I just wanted to share that image with you, that that's what faith is like. I think one of the things that we are conscious about is that we welcome people who doubt, and I like that image of a dimmer switch. We're not full of light switches here, but we all have dimmer switches, and we welcome that.
The other thing I got from this book Flickering Pixels that I want to share with you is, in many languages, when you read the word "you" the language makes clear whether it's "you" plural or "you" singular. English doesn't do that. So when you read the word "you" in English, you don't know if it's singular or plural.
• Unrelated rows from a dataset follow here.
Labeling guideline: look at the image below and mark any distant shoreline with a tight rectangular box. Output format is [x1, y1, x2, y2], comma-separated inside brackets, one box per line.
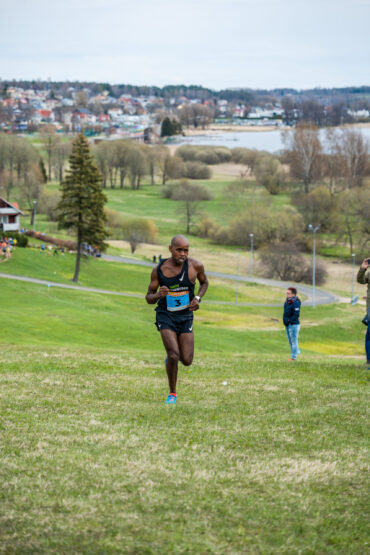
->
[182, 121, 370, 138]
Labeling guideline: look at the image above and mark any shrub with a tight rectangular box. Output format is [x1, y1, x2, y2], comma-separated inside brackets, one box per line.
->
[37, 190, 62, 221]
[231, 148, 261, 173]
[255, 156, 286, 195]
[292, 185, 338, 231]
[258, 242, 327, 285]
[3, 231, 28, 247]
[195, 149, 219, 165]
[177, 146, 231, 165]
[182, 161, 211, 180]
[195, 216, 218, 238]
[121, 218, 157, 253]
[105, 208, 124, 229]
[214, 147, 232, 163]
[176, 146, 198, 162]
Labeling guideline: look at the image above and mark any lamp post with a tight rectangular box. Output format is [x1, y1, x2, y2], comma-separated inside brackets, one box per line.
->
[33, 200, 37, 233]
[249, 233, 254, 277]
[235, 251, 239, 305]
[351, 253, 356, 302]
[308, 224, 320, 308]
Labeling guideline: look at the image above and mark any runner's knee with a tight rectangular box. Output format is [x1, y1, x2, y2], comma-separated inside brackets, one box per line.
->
[167, 349, 180, 363]
[181, 353, 193, 366]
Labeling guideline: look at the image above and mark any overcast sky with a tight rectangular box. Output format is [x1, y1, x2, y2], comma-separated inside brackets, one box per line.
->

Many people read the Bible as if the word "you" is "you" singular. It isn't. Wherever you read the word "you" in the Bible, it is plural. Shane Hipps, who wrote the book Flickering Pixels, says that in English our neighbors in the south have it right. They say "y'all." So he says whenever you read "you" in the Bible, you ought to read "y'all."
So in the Gospel today, when Jesus breathes on the Apostles he's saying, "Y'all receive the Spirit. Whose sins y'all forgive are forgiven. Whose sins y'all retain are retained."
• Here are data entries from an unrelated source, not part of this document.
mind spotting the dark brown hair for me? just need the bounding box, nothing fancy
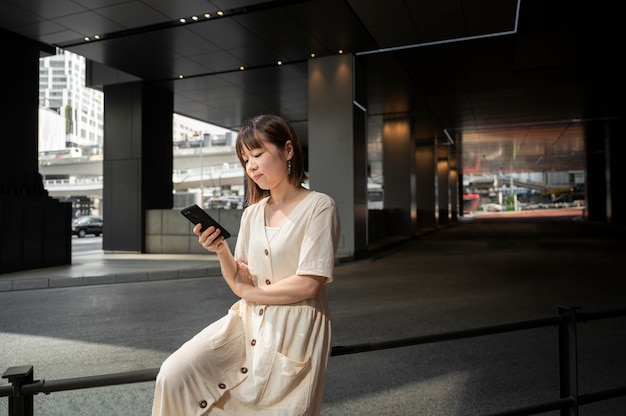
[236,114,307,205]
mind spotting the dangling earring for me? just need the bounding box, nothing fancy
[287,160,292,176]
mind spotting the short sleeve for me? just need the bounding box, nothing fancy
[234,204,253,262]
[296,194,340,283]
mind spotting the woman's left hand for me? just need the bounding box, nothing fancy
[235,261,254,296]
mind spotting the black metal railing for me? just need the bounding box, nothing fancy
[2,305,625,416]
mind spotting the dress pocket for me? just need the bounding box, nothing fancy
[258,351,312,412]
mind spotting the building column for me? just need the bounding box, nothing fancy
[102,82,173,252]
[308,54,368,258]
[449,145,459,222]
[584,120,607,223]
[606,119,624,225]
[0,29,71,273]
[415,138,437,229]
[437,145,451,225]
[382,118,416,236]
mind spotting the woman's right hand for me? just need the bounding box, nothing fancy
[195,223,228,253]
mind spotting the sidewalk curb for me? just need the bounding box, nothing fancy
[0,266,223,293]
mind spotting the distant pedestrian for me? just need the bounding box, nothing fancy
[152,114,340,415]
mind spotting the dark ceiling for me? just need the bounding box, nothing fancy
[0,0,621,175]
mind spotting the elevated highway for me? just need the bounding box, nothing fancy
[40,146,243,198]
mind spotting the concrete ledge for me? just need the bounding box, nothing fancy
[49,277,86,288]
[12,278,50,291]
[148,270,179,281]
[115,272,149,283]
[83,275,116,286]
[0,262,228,291]
[206,266,221,276]
[178,268,212,278]
[0,280,13,292]
[0,268,223,292]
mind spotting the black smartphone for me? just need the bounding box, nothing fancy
[180,204,231,239]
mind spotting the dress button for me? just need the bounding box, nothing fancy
[251,339,256,346]
[265,279,271,285]
[241,367,248,374]
[199,400,208,408]
[218,383,227,389]
[264,249,269,256]
[259,308,264,316]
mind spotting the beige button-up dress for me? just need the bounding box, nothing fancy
[153,191,340,416]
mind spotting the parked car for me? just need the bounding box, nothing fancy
[480,203,503,212]
[207,196,243,209]
[72,215,103,238]
[553,193,585,207]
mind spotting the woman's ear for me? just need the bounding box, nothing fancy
[285,140,294,159]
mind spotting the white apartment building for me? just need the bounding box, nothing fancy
[39,49,104,153]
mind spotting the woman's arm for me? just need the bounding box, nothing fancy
[194,223,240,296]
[236,261,325,304]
Now, what meaning does that have for us? I grew up thinking that that phrase referred to the priest and to the priest forgiving sins. How many of you grew up that way? What if it isn't? What if he really meant, "Y'all are called to forgive sins? And if y'all forgive sins, they're forgiven. If y'all retain them, they're retained"? What does that say about us and our mission as a community?
The other thing I've been reading on this communication thing and I think I quoted this last week Marshall McClune, whom some of you may have heard of back in the 60s, wrote The Medium is the Message. How many of you heard that phrase? Well, the medium is by the way, he also said content is like the juicy piece of red meet you throw to the watchdog of your mind to distract it, so the burglar can get in and steal what's there. So anyway, the medium is the community.
In the first reading today we heard the community held everything in common. The community lived together and they shared freely. The community was a community of stewardship.
In my letter in the bulletin today I mention today is earth awareness day. Pope Benedict has identified global warming as one of the greatest moral issues of our day. So have the U.S. Bishops. And I was happy to note, by the way, that our United States government has recently changed its policy and recognized that global warming exists. Isn't that great? Our government now accepts scientific evidence. So forgive me for a political blurb.
You know, so often when we talk about sin we think only of individual sins. In the Bible when sin is spoken of, they mean the sins of the people and the sins of the culture. So I think in all of the readings today if I could summarize the stream of consciousness that's been occupying me in the last week, I would say first of all, doubters are welcome; you're not excommunicated for doubting. Remember Thomas and what a gradual move to faith he made.
Then I would say, think "y'all." Think that y'all are called to forgive sins, and think of the sins of y'all. Think of our sins as a society and as a culture and how we are called to forgiveness and healing for those sins.